Г-н Пере лениво урезонивает депутатов, оратор мчит дальше. Депутаты дальше шумят. Словом — «у попа была собака».

Без всякого комплимента приходится установить — даже в наших молодых советах можно было бы поучить палату серьезности и отношению к делу.

Потеряв надежду на появление разнообразия в этом меланхолическом деле, расхожусь вместе со всей остальной расходящейся публикой.

Поиски техники

править

На обратном пути я стал бомбардировать руководителей моих просьбой избавить меня от политиканства депутатов и от искусства и показать что-нибудь новое из парижской «материальной культуры».

— Что у вас выстроили нового, покажите что-нибудь, что бы не служило или удовольствиям, или организации новых военных налётов.

Мои руководители задумались — такового что-то не припомним. Такого что-то за последние годы не было.

Отношу это к неосведомленности моих руководителей, но все же это показательно. Ведь в Москве, что ни говори, а какую-нибудь стройку, хотя бы восстановление — для нас и этого много — всё же любой покажет.

Наконец, на другой день художник Делонэ (опять художник!), раздумав, предложил мне:

— Поедем в Бурже.

Бурже — это находящийся сейчас же за Парижем колоссальный аэродром.

Здесь я получил действительно удовольствие.

Один за другим стоят (еле видимые верхушками) аэропланные ангары. Провожающий нажимает кнопку, и легко, плавно электричество отводит невероятную несгораемую дверь. За дверью аккуратненькие, блестящие аэропланы — вот на шесть человек, вот на двенадцать, вот на двадцать четыре. Распахнутые «жилеты» открывают блестящие груди многосильных моторов. С каким сверхлуврским интересом лазим мы по прекраснейшим кабинкам, разглядываем исхищрения и изобретения, любезно демонстрируемые провожающим лётчиком.

Рядом второй — ремонтный ангар. Показывают одни обломки, — вот в этом летели через Ла-Манш, и сошедший с ума, в первый раз влезший пассажир убил выстрелом из револьвера наповал пилота. Погибли все. С тех пор пилотов и пассажиров размещаем иначе.

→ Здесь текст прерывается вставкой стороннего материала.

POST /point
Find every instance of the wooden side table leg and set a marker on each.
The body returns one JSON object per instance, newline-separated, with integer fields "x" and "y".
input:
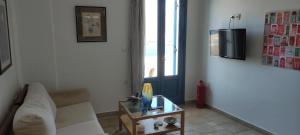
{"x": 120, "y": 121}
{"x": 182, "y": 123}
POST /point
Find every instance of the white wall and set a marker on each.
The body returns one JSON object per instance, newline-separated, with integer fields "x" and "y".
{"x": 9, "y": 83}
{"x": 265, "y": 96}
{"x": 51, "y": 55}
{"x": 103, "y": 68}
{"x": 35, "y": 42}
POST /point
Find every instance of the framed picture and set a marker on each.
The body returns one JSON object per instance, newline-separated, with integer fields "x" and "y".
{"x": 91, "y": 24}
{"x": 5, "y": 54}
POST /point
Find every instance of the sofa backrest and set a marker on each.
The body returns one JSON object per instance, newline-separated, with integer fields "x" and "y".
{"x": 36, "y": 116}
{"x": 6, "y": 127}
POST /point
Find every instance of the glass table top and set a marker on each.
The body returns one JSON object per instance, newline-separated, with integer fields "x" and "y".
{"x": 160, "y": 105}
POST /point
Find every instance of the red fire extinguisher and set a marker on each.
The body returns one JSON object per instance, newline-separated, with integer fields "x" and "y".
{"x": 201, "y": 91}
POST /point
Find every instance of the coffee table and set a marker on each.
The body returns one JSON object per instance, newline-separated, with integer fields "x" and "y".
{"x": 131, "y": 116}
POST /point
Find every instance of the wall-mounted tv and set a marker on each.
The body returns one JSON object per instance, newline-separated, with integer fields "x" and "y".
{"x": 228, "y": 43}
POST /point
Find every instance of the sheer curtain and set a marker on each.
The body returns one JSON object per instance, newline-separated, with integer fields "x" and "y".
{"x": 137, "y": 32}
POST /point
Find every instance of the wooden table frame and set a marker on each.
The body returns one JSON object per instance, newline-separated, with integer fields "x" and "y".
{"x": 134, "y": 120}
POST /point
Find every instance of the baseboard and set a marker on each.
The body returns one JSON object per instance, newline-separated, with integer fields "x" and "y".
{"x": 263, "y": 131}
{"x": 107, "y": 114}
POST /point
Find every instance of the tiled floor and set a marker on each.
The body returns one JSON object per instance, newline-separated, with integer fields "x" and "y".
{"x": 197, "y": 122}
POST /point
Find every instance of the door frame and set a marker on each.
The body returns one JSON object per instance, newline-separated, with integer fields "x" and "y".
{"x": 161, "y": 48}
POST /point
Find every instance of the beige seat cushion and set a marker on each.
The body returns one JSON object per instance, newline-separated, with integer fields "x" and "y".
{"x": 84, "y": 128}
{"x": 74, "y": 114}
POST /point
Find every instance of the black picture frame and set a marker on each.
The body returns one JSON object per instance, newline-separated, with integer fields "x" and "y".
{"x": 5, "y": 49}
{"x": 91, "y": 24}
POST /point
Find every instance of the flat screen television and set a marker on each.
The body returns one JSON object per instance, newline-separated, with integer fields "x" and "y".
{"x": 228, "y": 43}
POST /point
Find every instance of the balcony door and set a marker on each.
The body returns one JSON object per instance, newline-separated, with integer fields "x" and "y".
{"x": 165, "y": 35}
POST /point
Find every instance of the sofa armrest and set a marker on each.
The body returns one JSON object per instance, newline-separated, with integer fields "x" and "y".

Рядом обивают фанерой длинненькую летательную игрушку. С гордостью показывают особый хлыст на крыльях — не уступит алюминию, не секрет.

Переходим через аккуратную, небольшую таможню на гладко вымощенную площадку.

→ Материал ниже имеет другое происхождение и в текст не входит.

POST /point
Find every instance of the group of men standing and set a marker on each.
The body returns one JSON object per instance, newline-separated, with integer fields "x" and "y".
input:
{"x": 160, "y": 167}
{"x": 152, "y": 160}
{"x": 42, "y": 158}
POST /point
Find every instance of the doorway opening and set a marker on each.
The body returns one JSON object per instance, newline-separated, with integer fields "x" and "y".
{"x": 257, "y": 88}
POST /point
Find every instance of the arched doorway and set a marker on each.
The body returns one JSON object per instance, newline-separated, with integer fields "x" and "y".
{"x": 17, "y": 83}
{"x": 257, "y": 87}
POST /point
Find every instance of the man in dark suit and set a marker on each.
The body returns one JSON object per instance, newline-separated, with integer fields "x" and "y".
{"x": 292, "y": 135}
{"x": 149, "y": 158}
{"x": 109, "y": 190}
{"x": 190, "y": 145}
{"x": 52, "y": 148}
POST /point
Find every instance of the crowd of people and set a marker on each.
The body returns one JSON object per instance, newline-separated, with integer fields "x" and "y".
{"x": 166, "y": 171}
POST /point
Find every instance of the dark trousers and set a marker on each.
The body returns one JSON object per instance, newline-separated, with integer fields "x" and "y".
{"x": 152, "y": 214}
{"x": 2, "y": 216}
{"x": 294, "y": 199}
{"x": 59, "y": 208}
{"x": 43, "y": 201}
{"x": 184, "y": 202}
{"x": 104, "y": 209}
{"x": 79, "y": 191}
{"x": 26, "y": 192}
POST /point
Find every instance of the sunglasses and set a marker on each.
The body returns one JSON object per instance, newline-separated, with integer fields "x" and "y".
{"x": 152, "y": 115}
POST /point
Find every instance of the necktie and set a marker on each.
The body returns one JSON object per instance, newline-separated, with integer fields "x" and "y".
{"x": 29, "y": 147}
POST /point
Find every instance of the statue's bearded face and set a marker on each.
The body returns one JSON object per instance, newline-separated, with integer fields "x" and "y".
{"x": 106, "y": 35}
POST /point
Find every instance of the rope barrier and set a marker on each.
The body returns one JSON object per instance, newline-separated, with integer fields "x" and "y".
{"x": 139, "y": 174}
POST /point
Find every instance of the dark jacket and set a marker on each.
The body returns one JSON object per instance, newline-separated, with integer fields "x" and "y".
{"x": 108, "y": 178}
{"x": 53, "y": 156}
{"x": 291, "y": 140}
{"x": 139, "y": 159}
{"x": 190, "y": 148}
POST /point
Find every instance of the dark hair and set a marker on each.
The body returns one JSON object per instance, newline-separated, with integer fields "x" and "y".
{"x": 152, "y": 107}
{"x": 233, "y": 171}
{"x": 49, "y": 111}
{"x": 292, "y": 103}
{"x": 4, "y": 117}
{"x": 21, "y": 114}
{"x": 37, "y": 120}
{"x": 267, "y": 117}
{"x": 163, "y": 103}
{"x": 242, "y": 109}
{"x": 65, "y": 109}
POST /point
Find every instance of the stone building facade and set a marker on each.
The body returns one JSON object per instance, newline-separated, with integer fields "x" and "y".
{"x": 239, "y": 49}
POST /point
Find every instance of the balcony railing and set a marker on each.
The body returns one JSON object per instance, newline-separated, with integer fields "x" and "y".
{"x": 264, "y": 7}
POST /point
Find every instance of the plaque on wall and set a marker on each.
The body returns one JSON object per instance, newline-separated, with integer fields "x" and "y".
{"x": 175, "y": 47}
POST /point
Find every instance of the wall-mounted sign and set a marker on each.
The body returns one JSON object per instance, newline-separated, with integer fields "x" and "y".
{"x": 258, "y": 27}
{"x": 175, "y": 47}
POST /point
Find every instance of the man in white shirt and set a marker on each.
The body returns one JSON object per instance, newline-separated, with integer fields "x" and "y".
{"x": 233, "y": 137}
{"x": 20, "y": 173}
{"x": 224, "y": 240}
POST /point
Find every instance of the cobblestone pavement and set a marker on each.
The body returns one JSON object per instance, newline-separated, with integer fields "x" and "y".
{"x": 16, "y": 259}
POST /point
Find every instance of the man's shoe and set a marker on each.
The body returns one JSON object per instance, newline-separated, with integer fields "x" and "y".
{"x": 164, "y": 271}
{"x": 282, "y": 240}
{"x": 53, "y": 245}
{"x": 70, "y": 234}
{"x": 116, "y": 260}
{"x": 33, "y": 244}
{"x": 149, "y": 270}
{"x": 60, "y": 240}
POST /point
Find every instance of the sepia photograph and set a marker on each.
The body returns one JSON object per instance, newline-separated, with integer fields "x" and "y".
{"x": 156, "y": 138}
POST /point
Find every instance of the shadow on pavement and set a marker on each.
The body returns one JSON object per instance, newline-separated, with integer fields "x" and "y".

Грузятся два 24-местных аэроплана. Один в Лондон, а другой в Швейцарию.

Через минуту вынимают клинья из-под колес, аэропланы берут долгий разбег по полю, описывают полукруг, взвиваются и уже в небе разлучаются: один — на север, другой — на восток.

Хорошо-то хорошо, только бы если отнять у этих человеко-птиц их погромные возможности.

Перед уходом мы, с трудом изъяснявшиеся всё время с нашим любезным провожатым, пытаемся с тем же трудом его поблагодарить. Француз выслушал и потом ответил на чистом русском языке:

— Не стоит благодарности, для русских всегда рад, я сам русский, ушёл с врангелевцами, а теперь видите...

Cерьёзную школу прошли! Где только русских не раскидало. Теперь к нам пачками возвращаются «просветлённые».

Что ж, может быть, ещё и РСФСР воспользуется его знаниями.

Вот Франция!

А за всем этим памфлетом приходится сказать — ругать, конечно, их надо, но поучиться у них тоже никому из нас не помешает. Какая ни на есть вчерашняя, но техника! Серьёзное дело.